Monday, May 07, 2012

I know with Mothers' Day coming up often when dealing with fertility issues, it can get quite stressful.  My fertility patients over the last decade have always discuss how difficult and painful Mothers Day can be for them.


But this Mothers' Day I am hoping that you can shift your focus a bit and as a result take some of the stress off as you move up to and through the weekend.


This holiday can remind you of what you want but don't have YET.  But it can also be a reminder to focus on what the day is really celebrating.


Here are two things I suggest you consider this weekend coming up.


1)  This day, if you don't have children yet, can be a focus on your mom/mum.  Taking time out to appreciate what she has done and that she gave you life.  Here is a picture I found on facebook that I thought was worth sharing.  




Appreciate, respect and honor your mom/mum on Mothers' Day.  This will hopefully help you shift your focus from what you believe you lack to what you have right now.  And even if you aren't close to your mom/mum or even aren't talking, at least attempt to appreciate that she created you for this journey we call life.  

2)  If you are not a "mother" yet, I would encourage you to think a bit outside the box this upcoming weekend.  What do I mean by that?  Well, what is a mother really?  Webster says along with the traditional definition is that a mother is "a creator".  So when/if your heart and mind are focusing what you think you lack, I would encourage you instead to focus on all the ways in your life you have been a creator.  How you have created your relationship, your job/career or current situation, all the things you have created in your life and have helped you become the wonderful person that you are.  Celebrate what you have created in your life.  And if you believe that what you put out in the world returns to you, perhaps this shift in focus just might help you create more of what you want in your life now and in the future.

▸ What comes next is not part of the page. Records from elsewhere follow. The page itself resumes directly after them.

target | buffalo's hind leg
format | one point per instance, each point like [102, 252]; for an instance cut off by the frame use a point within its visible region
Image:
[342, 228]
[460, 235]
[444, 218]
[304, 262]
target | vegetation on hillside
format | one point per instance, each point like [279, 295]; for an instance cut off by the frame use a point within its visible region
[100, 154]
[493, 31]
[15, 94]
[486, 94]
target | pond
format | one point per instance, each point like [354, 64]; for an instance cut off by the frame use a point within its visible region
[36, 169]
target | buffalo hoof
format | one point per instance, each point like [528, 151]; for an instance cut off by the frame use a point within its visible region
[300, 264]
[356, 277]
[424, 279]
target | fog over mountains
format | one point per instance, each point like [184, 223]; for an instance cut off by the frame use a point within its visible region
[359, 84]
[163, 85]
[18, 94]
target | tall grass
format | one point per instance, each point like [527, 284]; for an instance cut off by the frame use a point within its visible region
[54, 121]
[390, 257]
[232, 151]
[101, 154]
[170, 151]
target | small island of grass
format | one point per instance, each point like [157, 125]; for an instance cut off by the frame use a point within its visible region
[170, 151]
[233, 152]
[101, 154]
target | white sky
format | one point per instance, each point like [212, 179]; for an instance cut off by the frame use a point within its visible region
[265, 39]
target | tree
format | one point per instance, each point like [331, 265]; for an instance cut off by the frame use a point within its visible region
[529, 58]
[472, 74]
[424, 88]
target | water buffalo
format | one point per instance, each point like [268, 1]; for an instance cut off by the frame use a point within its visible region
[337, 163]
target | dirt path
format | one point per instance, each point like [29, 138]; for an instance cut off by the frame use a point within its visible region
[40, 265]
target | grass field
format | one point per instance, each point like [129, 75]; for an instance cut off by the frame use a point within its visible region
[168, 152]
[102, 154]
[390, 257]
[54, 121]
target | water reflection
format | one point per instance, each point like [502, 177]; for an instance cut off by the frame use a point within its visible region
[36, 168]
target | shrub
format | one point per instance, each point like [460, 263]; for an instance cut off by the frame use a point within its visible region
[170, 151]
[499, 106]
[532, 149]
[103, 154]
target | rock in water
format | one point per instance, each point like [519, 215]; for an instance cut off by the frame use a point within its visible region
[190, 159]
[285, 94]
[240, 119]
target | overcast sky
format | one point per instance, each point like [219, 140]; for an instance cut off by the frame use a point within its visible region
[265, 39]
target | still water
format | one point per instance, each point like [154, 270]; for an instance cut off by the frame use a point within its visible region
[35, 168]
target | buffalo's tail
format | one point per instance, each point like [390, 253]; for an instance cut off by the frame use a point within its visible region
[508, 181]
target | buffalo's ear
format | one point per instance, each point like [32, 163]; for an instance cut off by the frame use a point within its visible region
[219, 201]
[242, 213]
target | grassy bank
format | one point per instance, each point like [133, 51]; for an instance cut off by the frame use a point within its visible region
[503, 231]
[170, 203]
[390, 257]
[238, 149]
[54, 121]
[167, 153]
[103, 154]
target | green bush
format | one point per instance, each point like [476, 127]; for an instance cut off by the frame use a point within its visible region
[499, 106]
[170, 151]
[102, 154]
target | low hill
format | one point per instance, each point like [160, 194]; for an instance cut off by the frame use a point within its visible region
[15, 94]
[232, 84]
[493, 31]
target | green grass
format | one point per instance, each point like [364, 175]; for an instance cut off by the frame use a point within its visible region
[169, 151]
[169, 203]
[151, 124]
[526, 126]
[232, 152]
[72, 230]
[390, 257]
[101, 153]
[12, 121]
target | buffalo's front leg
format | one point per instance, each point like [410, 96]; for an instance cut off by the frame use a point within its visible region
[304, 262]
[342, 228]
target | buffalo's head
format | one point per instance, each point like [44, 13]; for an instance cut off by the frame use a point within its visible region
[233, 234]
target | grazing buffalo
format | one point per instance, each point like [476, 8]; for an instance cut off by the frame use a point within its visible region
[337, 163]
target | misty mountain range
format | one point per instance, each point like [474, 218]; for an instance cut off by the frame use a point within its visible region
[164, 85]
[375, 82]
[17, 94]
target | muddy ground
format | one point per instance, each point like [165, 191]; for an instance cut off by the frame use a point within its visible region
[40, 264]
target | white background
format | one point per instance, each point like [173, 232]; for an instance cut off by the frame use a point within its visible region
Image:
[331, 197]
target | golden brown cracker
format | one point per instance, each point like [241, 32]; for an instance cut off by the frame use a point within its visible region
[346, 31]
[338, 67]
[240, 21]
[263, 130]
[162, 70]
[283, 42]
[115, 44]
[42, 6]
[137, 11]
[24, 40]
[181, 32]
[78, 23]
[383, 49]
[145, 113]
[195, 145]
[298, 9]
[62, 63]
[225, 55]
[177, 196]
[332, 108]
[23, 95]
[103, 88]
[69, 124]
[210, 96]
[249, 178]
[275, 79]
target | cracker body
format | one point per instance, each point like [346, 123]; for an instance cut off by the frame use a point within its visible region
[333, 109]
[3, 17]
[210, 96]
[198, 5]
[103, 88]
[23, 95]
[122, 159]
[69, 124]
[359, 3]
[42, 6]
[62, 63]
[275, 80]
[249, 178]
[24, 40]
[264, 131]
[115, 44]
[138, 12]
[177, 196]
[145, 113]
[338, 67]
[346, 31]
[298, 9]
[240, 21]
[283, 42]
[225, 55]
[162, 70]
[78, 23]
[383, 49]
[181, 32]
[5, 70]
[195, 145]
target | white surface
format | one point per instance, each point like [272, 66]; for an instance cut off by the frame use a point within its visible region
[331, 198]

Over the years patients have also shared a few tidbits about how they have spent these holidays to help the deal with the pain of maybe their mum/mom having passed away or to help them shift their focus.  One that comes up over and over again is instead of only keeping the focus on Mum/mom on Mothers' Day and Dad on Fathers Day, celebrate your relationship with each other on these days.  Spend some quality time together.  Talk to each other about what you appreciate about each other and make it a special day for your relationship.  Because when you think about it, its your union that will help you create the life that you long for, so take some time to celebrate it and appreciate each other.

Also keep in mind that if you do feel sad or down or even angry on Mothers Day due to your current situation, that is normal to have those feelings and the thoughts that go with them.  But once you are cognisant of those thoughts and feelings, shift your focus to help let it go as holding on those thoughts that don't support you isn't going to help you optimise your fertility.  And if you are too low or feeling too defeated to do this, then reach out for help to your spouse, a counsellor, your Church or your support system to help you shift your focus.  

Have a good weekend celebrating your life and all you have in it right now!